As CPU memory demand, the modern version of "MIPS", increases, system memory sizes must similarly scale or the system becomes memory limited. Which isn't a show-stopper in itself, because we invented Virtual Memory (VM) quite some time back to "impedance match" application memory demands for with available physical memory.

The next performance roadblock is VM system performance, or VM paging rates.
VM systems have typically used Hard Disk (HDD) as their "backing store", but whilst the capacity has grown faster than any other system component (doubling every year since ~1990), latency, seek and transfer times have risen comparatively slowly. Falling, relatively, behind CPU cycle times and memory demands by 50%/year (??).

For systems using HDD as their VM backing store, throughput will be adversely affected, even constrained, by the increasing RAM deficit.

There is one bright point in all this, Flash Memory has been doubling in capacity as fast as CPU memory demand, and increasing in both speed (latency) and bandwidth.

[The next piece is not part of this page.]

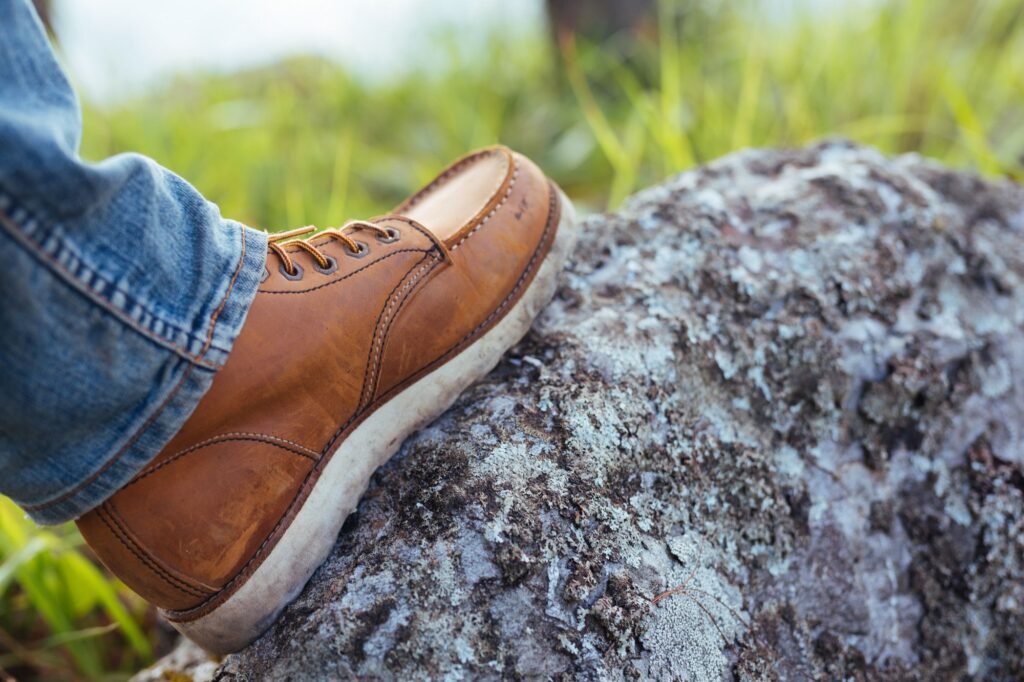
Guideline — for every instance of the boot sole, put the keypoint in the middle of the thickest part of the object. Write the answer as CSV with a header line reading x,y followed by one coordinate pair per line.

So much so, that there are credible projects to create VM systems tailored to Flash.

So our commodity CPU's are evolving to look very similar to David Patterson's iRAM (Intelligent RAM) - a single chip with RAM and processing cores.

Just how the chip manufacturers respond is the "$64-billion question".

Perhaps we should be reconsidering Herb Sutters' thesis:
Programmers have to embrace parallel programming and learn to create large, reliable systems with it to exploit future hardware evolution.